Sherry is a warm and briskly matter-of-fact person. I met her through Girl Scouts, where she is a great fit. The part of town she lives in? Less of a match, I think—it’s in one of the well-to-do areas of town. To put it mildly. While I can see her moving smoothly through any social circles, showing off money is not her style.
But then, when Sherry bought her house it would have been halfway to nowhere. The five-lane highway I zipped down to get there was then only two lanes wide, and there were large expanses of untouched scrubby hillside surrounding it. I have another Girl Scout friend on a similar property…a lot so large we’re holding troop camping training on it, yet only three turns away from a fast-growing corridor.
I like having lived here long enough to know these places, and the people who chose them. I think this older Austin, of rancher-artisans, is the foundation of the city character that draws people here. The amazing food scene, the tech-forward lifestyle, the live music in every cafe are certainly fun. But the combination of reflexive outdoorsiness and practical nonchalance that came before those things set the tone that visitors remark. The vibe that I enjoy reinforcing.
Am I “Austin” inherently or did living here make me so?

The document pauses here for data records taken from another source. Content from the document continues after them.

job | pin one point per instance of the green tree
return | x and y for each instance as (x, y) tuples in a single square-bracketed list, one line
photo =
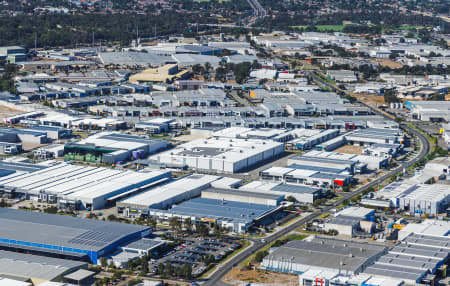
[(188, 224), (202, 229), (175, 224), (259, 256), (103, 262)]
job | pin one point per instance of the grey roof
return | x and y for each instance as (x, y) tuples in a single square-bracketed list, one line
[(144, 244), (408, 261), (396, 272), (62, 231), (295, 189), (134, 58), (219, 210), (80, 275), (328, 253), (432, 241), (344, 220), (317, 168), (243, 193), (419, 250), (322, 159), (23, 167), (27, 265)]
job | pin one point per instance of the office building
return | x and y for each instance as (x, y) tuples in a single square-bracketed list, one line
[(64, 236), (221, 155)]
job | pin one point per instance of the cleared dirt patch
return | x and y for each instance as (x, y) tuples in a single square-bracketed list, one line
[(388, 63), (239, 276)]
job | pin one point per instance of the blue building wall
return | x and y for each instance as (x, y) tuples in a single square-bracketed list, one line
[(93, 255)]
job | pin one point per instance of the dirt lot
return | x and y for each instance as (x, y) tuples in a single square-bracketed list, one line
[(238, 276), (388, 63), (371, 99), (6, 112), (350, 149)]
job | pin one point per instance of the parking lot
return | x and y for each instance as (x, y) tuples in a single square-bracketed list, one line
[(198, 253)]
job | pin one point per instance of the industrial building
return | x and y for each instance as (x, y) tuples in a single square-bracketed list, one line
[(165, 196), (136, 249), (301, 193), (35, 268), (64, 236), (53, 132), (221, 155), (80, 187), (321, 177), (15, 135), (309, 138), (235, 216), (364, 138), (363, 162), (418, 257), (112, 148), (242, 196), (414, 198), (357, 212), (314, 160), (323, 254), (428, 227), (435, 111), (383, 150)]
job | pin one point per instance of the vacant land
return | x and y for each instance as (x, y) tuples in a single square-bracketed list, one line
[(388, 63), (238, 276), (371, 99)]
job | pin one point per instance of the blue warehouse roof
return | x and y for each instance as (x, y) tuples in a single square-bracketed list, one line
[(64, 233)]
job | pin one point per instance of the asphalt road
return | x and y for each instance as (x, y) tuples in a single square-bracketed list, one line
[(215, 279)]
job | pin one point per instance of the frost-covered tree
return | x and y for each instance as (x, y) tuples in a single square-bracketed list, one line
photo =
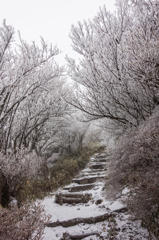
[(117, 75), (29, 91), (31, 107)]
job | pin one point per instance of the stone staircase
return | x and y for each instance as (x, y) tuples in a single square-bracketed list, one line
[(84, 181), (84, 195)]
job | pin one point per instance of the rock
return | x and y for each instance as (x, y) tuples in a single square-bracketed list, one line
[(99, 201)]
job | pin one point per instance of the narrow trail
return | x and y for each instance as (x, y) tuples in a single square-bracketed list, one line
[(81, 211)]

That “hey, take a breath, what needs to happen next?” approach I started cultivating in high school. And then some of my earliest memories involve hiking…and walking through art museums. Would I still choose clothes that teeter between chic and casual if I didn’t live here? What about that particular brand of calmness that extends personal space even to the recognizably famous? I’ve never liked making a fuss…
I have wondered about whether we choose places based on our temperament or our temperament is shaped by our places ever since my assigned dorm/house in college turned out to be my best fit among those possible—on the raunchy side, but cheerful, with equal opportunity in all its rowdy pursuits. If there was a mud pit, we would be the ones rolling in the bottom of it. I ruined a shirt and shorts in a food fight*, which we went back and cleaned up after dinner.
Perhaps it’s a case of circular reinforcement within the frequency illusion: those personal and cultural elements that echo each other are the ones that one identifies with, and the non-matching ones are set aside.
But my outdoorsy, quit-fussing-and-let’s-DO this approach…and my love of all the foods!…sure do make it great to live here in the center of Texas.